Nurses who call themselves “tappers” work to eliminate air bubbles in their syringes at a COVID-19 vaccination site at Albuquerque’s Tingley Coliseum in this Jan. 6 file photo. More than 108,000 vaccine doses have now been administered around New Mexico.. (Jim Thompson/Albuquerque Journal)

Copyright © 2021 Albuquerque Journal

SANTA FE – New Mexico’s rolling average of new COVID-19 cases continued a weeklong drop Friday, as the state looked to put a post-holiday case bump in the rearview mirror.

State health officials reported 1,266 new cases from around New Mexico, bringing the rolling average of new cases over the last week to 1,194 per day, according to a Journal analysis.

That’s the lowest figure since Jan. 2.

Hospitalizations due to the virus also decreased Friday – to 670 from 691 a day earlier – to reach their lowest level since that same date.

However, an additional 38 deaths related to COVID-19 were also reported, bringing the state’s pandemic death toll to 2,874 individuals.

Many of those who have died have been elderly individuals with underlying health conditions like diabetes, heart disease and lung disease, though some younger New Mexicans are also among the victims.

Meanwhile, the improved virus outlook comes as Gov. Michelle Lujan Grisham and other state officials are considering allowing public school students around New Mexico to return to in-person learning, possibly under a hybrid model that also involves remote instruction.

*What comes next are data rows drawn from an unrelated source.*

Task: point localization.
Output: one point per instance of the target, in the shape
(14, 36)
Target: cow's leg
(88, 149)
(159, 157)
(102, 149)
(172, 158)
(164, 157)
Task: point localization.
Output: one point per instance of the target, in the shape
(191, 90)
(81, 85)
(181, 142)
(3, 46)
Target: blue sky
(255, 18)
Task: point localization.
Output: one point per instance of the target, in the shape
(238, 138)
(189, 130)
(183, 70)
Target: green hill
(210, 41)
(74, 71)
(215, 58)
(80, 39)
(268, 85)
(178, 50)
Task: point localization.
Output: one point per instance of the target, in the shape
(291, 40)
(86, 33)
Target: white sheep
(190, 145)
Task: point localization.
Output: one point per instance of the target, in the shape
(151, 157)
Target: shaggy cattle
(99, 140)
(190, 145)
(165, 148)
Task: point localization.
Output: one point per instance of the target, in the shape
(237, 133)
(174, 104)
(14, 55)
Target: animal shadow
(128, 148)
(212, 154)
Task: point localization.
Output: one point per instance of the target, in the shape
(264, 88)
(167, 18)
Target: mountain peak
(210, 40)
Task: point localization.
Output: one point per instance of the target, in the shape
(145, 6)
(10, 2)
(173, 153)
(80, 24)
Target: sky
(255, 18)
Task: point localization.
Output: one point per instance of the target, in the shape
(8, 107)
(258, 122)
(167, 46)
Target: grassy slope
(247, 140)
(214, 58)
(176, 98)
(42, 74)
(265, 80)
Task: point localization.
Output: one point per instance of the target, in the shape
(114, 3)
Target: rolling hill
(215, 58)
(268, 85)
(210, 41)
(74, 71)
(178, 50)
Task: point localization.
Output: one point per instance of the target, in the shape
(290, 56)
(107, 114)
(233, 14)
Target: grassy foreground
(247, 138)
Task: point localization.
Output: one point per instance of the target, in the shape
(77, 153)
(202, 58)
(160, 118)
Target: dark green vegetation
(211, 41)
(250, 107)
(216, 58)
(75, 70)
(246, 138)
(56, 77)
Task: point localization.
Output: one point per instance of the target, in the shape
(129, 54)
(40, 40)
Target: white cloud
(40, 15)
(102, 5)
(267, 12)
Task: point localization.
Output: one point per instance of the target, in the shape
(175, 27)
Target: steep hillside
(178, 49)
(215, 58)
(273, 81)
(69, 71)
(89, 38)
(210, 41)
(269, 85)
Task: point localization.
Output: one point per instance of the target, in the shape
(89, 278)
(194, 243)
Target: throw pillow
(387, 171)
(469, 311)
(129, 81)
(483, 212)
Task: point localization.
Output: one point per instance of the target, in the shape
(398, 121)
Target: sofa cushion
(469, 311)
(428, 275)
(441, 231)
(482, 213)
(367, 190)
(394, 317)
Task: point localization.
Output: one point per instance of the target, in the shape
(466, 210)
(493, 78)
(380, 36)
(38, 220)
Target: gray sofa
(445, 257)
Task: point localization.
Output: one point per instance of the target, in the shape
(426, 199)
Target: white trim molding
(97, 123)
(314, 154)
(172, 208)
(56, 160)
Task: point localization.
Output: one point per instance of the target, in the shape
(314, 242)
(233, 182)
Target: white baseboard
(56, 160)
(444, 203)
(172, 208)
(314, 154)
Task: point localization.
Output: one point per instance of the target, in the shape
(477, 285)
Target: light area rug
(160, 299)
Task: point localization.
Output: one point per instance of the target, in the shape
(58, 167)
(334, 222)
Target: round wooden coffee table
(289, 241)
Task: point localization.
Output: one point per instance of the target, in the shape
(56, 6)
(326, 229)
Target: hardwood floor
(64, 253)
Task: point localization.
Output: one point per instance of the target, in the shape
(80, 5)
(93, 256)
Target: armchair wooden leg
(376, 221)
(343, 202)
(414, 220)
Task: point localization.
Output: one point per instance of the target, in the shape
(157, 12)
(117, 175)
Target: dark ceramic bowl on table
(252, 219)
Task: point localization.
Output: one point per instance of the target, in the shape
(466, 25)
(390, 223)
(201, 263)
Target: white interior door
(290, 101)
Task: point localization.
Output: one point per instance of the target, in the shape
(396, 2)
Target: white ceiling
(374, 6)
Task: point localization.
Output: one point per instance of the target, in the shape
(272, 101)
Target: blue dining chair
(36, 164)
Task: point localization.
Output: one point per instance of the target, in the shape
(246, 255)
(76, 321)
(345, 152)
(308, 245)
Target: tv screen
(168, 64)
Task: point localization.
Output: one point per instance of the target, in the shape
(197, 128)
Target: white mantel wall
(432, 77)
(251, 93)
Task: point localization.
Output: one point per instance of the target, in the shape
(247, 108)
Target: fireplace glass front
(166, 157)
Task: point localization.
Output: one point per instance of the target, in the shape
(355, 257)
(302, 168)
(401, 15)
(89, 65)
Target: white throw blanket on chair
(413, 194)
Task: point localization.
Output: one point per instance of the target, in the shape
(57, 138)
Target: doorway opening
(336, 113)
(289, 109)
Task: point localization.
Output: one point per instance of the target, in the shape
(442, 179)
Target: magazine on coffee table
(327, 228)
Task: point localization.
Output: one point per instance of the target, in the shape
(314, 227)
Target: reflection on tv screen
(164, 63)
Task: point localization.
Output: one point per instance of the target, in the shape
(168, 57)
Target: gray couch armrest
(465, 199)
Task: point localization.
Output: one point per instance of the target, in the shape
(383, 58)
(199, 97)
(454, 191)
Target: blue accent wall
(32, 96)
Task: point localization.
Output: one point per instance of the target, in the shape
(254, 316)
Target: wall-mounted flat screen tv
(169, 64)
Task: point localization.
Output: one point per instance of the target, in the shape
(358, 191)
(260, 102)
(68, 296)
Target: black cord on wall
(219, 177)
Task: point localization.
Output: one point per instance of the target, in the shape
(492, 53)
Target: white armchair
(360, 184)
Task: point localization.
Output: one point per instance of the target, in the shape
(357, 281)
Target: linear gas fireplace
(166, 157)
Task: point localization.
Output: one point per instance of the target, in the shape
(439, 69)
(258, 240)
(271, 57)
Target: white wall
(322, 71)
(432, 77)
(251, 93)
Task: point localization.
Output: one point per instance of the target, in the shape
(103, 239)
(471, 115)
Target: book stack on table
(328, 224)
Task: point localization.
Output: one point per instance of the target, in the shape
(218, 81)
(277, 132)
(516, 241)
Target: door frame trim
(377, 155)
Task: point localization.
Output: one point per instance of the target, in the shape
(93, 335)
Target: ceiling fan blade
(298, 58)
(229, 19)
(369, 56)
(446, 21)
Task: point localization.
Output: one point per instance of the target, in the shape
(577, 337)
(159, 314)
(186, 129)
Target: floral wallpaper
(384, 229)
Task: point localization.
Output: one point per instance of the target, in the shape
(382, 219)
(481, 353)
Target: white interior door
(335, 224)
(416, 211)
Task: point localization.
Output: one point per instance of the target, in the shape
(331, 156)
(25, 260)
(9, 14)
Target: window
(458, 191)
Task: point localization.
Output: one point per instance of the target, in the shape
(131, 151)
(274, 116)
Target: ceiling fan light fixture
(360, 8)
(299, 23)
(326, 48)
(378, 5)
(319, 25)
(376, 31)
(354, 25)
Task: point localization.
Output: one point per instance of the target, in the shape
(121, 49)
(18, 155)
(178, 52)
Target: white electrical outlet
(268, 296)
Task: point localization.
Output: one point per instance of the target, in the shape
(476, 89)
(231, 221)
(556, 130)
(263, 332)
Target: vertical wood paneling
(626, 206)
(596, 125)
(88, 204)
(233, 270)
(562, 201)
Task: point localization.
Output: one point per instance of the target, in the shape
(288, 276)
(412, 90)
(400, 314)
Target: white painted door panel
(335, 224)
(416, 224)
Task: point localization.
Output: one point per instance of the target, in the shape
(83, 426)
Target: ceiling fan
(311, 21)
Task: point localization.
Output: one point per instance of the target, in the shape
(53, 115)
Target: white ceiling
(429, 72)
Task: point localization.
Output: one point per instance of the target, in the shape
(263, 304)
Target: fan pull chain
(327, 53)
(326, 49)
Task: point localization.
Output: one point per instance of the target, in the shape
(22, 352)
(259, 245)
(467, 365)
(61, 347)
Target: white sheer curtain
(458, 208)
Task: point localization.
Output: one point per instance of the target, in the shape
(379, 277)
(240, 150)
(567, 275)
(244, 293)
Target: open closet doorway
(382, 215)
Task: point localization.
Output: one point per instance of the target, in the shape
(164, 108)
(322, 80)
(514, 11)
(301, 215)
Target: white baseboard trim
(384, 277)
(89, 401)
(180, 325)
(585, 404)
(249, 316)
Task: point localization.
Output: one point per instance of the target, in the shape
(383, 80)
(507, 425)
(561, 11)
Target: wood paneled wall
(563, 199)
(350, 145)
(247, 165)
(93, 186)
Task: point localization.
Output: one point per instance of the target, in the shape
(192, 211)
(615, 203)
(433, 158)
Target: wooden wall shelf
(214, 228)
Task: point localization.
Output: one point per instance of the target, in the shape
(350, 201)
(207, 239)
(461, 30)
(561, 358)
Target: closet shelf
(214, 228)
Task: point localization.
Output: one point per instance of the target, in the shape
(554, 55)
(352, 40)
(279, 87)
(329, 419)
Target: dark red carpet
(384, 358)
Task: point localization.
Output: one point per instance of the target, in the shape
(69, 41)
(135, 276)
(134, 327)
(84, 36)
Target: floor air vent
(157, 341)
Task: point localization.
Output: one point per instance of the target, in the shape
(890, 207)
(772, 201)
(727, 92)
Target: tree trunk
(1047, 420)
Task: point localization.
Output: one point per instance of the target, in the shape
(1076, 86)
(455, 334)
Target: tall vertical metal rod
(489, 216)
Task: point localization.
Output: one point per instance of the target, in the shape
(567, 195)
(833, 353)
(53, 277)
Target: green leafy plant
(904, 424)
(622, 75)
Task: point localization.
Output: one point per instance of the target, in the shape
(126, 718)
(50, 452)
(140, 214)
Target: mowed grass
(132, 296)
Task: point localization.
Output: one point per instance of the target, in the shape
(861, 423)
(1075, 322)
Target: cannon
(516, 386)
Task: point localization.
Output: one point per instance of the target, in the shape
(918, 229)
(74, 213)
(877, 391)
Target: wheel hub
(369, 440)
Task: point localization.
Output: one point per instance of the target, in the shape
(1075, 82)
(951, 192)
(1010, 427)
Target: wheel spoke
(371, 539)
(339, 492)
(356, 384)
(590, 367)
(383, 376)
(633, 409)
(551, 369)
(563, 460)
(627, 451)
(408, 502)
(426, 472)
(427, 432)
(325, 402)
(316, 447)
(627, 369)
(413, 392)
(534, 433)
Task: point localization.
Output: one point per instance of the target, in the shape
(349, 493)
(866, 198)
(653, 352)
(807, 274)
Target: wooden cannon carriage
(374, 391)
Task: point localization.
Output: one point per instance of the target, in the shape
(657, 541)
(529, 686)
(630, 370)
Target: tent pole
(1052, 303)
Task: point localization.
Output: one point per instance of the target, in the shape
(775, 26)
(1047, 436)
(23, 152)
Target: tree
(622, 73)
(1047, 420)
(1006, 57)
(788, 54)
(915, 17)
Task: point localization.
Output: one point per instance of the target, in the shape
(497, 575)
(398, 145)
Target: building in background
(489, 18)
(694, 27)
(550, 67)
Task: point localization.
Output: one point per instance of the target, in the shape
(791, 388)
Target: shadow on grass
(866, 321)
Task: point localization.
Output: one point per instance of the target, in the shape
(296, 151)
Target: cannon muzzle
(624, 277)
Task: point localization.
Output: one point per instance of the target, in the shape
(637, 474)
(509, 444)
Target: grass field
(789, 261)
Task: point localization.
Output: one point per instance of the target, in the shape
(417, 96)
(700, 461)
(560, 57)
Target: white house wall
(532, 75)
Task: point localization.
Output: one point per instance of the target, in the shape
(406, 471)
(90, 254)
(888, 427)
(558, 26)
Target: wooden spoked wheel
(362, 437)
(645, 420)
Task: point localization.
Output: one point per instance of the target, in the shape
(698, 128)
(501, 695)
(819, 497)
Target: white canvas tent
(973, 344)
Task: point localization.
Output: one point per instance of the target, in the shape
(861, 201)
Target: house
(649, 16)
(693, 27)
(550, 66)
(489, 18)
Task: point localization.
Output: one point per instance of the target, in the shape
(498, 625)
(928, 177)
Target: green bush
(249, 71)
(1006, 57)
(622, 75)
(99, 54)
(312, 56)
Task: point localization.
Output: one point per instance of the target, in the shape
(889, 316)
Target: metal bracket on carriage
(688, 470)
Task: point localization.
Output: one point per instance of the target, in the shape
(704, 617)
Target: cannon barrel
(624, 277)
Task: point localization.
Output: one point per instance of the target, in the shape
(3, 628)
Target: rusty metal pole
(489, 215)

The arrival of two different types of coronavirus vaccines has also stoked optimism, with Lujan Grisham saying Thursday there is a “light at the end of this very long, dark tunnel.”

Statewide, the number of COVID-19 vaccine doses administered reached 108,456 as of Friday, according to the state Department of Health.

The department reported having received 153,475 doses, though some federal agencies have cited a higher number.

In addition, top state health officials clarified Friday that vaccine providers can administer shots to individuals in yet-to-be-reached phases under the state’s vaccine distribution plan, but only in certain circumstances.

Those circumstances include when vaccine doses are about to expire or when there is not enough demand for vaccinations within the populations currently eligible – health care workers, staff and residents of nursing homes or other group facilities and individuals 75 and older.

“New Mexico has two goals: to distribute vaccine as quickly as possible, and to ensure that vaccine goes to those who are most exposed – and most vulnerable – to COVID-19,” said DOH Secretary-designate Tracie Collins.